Mele: solo il pediatra può garantire il “Baby Food”
Istanbul, 2 Dicembre 2011 – Cibi per bambini, alimenti per neonati e infanzia: chi garantisce genitori e figli? Da tempo la definizione di baby food, riferita a prodotti alimentari per l’infanzia viene utilizzata con sempre maggior consuetudine dai media e dalle pubblicità, non sempre in modalità appropriate. Chi può sostenere le famiglie nella corretta scelta dell’alimentazione per i più piccoli, superando le attrattive di tante pubblicità persuasive che quotidianamente appaiono sui giornali italiani e internazionali? Su questi temi è intervenuto Giuseppe Mele, presidente della FIMP, che a Istanbul nel corso della seduta plenaria dell’Alleanza Strategica in Pediatria, si è fatto portavoce di una preoccupazione medica ormai diffusa: “Le famiglie europee sono raggiunte da messaggi che tendono a presentare come ‘baby food’ cibi e alimenti sui quali non esiste chiarezza tossicologica e scientifica. La pediatria europea desidera ricordare alle famiglie e alle industrie che solo il pediatra è garante dell’equilibrio nutrizionale di singoli alimenti”.

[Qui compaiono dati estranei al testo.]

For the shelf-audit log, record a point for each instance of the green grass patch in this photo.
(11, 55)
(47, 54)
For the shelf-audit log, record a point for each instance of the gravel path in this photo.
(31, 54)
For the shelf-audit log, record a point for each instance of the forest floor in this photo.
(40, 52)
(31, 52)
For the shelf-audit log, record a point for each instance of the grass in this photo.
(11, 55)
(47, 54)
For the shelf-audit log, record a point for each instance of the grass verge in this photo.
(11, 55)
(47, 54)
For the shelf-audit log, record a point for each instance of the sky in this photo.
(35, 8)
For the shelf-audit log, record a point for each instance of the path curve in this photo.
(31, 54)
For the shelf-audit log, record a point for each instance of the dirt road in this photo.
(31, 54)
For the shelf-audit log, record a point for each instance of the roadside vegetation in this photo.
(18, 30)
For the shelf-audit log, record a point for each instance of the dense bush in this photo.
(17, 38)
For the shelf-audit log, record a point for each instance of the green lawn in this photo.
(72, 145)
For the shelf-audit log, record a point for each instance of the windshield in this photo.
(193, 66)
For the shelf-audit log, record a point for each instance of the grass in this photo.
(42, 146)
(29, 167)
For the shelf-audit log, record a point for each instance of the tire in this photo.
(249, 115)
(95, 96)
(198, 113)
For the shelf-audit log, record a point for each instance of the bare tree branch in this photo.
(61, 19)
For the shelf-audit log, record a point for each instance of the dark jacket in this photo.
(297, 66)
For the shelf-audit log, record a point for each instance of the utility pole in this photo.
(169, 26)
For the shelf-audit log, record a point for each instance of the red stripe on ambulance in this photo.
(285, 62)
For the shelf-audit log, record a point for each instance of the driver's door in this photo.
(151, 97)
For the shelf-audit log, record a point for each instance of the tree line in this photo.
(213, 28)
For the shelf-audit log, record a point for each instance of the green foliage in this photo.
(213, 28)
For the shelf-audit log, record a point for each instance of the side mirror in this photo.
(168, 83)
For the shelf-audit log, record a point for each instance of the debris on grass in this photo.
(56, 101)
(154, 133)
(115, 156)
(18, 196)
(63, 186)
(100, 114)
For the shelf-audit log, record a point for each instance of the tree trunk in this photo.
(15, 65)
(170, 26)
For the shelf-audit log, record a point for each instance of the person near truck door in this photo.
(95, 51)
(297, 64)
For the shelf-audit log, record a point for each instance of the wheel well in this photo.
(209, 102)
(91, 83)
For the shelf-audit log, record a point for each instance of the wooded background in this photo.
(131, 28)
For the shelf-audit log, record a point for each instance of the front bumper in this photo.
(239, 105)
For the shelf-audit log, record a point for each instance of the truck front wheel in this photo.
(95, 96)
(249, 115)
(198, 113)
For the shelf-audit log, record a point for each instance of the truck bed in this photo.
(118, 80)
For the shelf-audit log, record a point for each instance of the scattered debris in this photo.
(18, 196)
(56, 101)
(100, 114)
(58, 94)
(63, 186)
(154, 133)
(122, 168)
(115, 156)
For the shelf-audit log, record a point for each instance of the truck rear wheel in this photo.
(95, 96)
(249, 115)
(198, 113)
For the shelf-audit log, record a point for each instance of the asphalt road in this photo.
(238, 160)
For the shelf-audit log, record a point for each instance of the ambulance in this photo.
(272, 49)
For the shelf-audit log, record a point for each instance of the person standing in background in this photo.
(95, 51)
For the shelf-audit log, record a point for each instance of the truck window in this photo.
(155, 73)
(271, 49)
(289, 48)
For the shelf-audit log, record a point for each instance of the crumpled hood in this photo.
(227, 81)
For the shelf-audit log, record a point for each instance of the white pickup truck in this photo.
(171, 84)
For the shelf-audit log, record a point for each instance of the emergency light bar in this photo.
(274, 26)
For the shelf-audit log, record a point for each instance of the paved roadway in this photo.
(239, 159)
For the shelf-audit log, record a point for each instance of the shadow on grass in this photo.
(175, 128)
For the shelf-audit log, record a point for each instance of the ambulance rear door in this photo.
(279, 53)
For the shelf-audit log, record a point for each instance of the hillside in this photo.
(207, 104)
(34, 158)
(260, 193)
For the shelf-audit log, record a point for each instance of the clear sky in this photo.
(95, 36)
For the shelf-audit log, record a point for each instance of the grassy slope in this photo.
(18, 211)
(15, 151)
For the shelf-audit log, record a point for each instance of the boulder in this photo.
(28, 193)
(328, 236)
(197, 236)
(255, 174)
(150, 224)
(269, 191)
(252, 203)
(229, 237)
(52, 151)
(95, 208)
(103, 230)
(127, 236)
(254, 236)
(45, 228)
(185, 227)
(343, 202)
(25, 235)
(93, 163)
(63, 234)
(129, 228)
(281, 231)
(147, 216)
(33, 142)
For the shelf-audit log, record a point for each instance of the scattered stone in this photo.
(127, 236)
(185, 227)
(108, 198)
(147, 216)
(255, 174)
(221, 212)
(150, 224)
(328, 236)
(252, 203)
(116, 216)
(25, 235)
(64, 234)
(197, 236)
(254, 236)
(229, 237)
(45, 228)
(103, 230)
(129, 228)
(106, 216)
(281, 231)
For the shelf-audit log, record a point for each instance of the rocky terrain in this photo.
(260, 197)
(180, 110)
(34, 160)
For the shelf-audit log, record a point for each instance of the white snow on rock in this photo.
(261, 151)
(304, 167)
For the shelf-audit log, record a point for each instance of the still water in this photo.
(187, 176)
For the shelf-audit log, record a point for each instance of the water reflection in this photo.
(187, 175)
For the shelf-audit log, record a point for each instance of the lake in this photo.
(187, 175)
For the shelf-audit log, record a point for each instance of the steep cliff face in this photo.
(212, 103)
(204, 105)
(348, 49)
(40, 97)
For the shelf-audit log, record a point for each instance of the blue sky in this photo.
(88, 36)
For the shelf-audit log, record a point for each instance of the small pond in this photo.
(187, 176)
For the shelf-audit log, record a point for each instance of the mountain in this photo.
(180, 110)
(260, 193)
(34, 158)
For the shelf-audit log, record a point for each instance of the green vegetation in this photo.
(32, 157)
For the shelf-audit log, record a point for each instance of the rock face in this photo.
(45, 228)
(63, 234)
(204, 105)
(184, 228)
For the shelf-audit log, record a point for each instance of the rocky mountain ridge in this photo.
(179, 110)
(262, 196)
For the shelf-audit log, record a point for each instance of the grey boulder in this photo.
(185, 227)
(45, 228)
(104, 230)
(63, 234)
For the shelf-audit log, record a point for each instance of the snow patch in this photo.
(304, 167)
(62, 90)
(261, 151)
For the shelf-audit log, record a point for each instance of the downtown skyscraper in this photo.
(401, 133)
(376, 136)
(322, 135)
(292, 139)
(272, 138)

La posizione espressa dalla FIMP è ampiamente condivisa dai maggiori specialisti europei e punta a far chiarezza in quella che non è una sfida commerciale – chi vende di più all’interno del “segmento infantile” – bensì una attenzione di grande rilevanza sanitaria. Dolci, omogeneizzati, carni, pesci, prodotti di trasformazione, cereali: le caratteristiche di correttezza nutrizionale e la sicurezza tossicologica dei ‘baby food’ sono garantite dal decreto 8/2009, che ha recepito la direttiva europea 2006/141/CE e proprio a questa si ancora fortemente l’intervento della FIMP, che assume così il ruolo di autentico soggetto di garanzia nei confronti dei genitori e delle famiglie, ricordando che “i prodotti per l’infanzia sono caratterizzati da una elevata specificità nutrizionale dovuta alla peculiarità dei consumatori cui sono destinati: i bambini infatti non sono piccoli adulti ma soggetti fragili, con esigenze nutrizionali specifiche, particolarmente esposti al rischio metabolico, biologico e tossicologico. Le norme specifiche definiscono dunque la loro composizione, puntualizzando limiti e restrizioni all’uso di particolari ingredienti o alla presenza di determinati contaminanti, le modalità di pubblicità e quelle di etichettatura”.
“Nell’immediato futuro l’azione dei pediatri italiani diventerà ancor più specifica”, ha sottolineato ancora Giuseppe Mele, “avviando un analisi sistematica di cibi e prodotti alimentari indirizzati all’infanzia per verificare le effettive composizioni alimentari. Questo per registrare l’eventuale presenza di componenti dannose per la salute dei più piccoli e per salvaguardarli nel momento più delicato del loro sviluppo”.